I believe that my 401K asset allocation is appropriate for my age and risk tolerance, and besides, I manage our investment portfolio as a whole, not considering my 401K independently. My asset allocation in the plan is as follows: 70% S&P 500 index fund (this is a good fund with a 0.1% expense ratio - pretty impressive); 10% in a real estate fund; 10% in a bond fund; and 10% in an international fund. Normally my international allocation is closer to 30%, but the international fund offered by my plan is actively managed (I typically invest only in index funds) and charges a hefty expense ratio to boot.
As you would expect, all of my 401K funds have taken major hits over the past year, with the international and real-estate funds showing the biggest declines, as similar investments did in the rest of our portfolio.
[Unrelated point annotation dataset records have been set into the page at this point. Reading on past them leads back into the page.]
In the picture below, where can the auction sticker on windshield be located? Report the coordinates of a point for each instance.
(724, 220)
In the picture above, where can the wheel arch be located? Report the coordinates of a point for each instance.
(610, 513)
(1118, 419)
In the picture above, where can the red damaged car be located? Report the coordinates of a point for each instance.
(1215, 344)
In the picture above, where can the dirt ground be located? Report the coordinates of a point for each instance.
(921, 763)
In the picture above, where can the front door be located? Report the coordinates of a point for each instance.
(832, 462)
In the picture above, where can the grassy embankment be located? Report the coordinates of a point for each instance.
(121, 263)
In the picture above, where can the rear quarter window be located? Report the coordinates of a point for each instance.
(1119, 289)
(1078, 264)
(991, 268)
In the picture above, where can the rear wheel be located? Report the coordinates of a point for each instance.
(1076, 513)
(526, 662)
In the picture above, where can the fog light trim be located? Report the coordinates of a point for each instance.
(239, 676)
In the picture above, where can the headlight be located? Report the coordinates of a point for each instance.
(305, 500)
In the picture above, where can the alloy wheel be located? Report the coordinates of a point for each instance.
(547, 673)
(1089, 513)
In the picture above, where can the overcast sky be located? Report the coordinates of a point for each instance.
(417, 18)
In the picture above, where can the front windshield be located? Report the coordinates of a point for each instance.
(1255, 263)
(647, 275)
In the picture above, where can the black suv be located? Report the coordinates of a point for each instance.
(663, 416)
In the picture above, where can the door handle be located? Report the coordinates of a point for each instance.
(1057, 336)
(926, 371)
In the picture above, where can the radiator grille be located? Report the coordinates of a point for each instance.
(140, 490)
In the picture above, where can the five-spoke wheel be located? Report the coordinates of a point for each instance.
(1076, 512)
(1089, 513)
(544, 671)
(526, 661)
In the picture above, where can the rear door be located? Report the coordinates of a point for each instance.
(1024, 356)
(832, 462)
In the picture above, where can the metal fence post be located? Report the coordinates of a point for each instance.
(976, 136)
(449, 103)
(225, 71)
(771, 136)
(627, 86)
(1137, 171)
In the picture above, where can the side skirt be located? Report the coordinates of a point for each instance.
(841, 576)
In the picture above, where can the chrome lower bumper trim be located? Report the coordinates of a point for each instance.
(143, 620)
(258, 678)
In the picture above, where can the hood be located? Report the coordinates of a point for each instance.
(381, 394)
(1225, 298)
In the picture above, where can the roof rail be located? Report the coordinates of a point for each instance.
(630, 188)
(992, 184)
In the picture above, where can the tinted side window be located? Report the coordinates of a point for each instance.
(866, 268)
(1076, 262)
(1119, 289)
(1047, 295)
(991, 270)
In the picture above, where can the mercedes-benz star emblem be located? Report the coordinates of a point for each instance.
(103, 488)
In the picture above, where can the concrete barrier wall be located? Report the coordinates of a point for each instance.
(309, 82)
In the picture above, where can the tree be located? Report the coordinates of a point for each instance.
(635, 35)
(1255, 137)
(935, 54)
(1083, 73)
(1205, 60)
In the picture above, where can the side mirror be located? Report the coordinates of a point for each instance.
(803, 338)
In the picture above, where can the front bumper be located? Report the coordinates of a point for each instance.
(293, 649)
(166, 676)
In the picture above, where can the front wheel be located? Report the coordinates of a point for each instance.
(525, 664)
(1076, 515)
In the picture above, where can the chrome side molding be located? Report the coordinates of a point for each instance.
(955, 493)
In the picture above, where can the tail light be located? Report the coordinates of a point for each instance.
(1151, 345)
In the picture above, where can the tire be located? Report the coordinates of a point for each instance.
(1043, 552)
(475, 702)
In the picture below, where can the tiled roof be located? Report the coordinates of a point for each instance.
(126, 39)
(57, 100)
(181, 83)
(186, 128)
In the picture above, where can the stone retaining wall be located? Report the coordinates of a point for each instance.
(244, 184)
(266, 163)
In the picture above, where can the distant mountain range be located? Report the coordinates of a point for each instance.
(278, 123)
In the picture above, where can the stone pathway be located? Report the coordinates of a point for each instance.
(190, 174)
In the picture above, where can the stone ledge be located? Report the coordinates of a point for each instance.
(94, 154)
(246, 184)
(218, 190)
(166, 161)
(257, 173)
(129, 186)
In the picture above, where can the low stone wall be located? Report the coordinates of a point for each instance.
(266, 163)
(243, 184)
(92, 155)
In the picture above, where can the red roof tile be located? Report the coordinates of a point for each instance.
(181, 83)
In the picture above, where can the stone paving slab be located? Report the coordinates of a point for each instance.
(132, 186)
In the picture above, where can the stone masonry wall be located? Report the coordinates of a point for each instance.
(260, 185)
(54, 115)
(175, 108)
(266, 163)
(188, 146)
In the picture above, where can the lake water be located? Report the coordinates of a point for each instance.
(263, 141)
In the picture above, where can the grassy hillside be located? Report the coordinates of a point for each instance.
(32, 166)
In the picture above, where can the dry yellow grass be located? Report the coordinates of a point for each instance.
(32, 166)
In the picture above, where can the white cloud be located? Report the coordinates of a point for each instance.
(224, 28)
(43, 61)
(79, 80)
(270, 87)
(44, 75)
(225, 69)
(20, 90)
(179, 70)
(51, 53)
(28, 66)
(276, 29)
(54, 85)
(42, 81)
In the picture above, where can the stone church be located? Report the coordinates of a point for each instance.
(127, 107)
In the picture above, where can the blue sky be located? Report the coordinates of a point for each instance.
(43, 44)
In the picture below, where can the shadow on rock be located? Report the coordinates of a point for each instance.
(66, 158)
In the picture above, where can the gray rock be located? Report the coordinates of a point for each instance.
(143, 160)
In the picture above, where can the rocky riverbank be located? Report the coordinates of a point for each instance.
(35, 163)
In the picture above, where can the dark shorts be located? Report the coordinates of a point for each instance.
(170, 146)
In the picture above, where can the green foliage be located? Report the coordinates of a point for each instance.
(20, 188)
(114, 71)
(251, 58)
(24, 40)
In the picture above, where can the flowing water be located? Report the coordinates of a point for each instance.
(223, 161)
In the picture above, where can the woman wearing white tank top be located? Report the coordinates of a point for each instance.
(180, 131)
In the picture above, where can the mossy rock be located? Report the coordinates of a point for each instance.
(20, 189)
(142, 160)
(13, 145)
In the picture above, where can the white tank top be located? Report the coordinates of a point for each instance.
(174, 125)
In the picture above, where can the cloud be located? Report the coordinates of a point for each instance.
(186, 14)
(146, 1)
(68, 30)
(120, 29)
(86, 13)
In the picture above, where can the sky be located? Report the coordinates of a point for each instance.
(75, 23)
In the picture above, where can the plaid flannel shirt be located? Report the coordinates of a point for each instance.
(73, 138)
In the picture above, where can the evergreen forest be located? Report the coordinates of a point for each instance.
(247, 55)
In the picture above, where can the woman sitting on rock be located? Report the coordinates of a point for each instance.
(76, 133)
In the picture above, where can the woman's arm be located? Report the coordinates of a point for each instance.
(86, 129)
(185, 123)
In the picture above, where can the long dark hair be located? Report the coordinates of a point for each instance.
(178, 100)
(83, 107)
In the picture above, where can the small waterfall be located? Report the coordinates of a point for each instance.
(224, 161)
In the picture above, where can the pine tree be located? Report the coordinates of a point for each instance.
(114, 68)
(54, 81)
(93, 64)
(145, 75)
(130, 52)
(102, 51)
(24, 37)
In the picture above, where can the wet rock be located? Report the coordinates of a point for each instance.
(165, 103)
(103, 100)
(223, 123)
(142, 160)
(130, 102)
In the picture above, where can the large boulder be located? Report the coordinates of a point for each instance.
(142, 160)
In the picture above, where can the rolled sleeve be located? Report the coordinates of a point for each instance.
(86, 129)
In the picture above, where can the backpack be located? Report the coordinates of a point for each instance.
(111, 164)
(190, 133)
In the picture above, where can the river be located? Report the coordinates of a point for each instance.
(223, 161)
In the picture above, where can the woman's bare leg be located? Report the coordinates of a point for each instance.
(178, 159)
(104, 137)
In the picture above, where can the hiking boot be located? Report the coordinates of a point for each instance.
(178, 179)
Nevertheless, I am unfazed. Retirement savings are the very definition of long term savings and with retirement approximately 30 years away, now is the time to take some investment risk in an attempt to grow a sizable asset cushion. It's not that I enjoy looking at these losses, but as I have previously written these declines represent an investment gold mine for those of us who will be net savers over the next couple of decades.
Hey, don't listen to me. Listen to Warren Buffet - supposedly he thinks now is a good time to be in equities.
What does your 401K look like these days?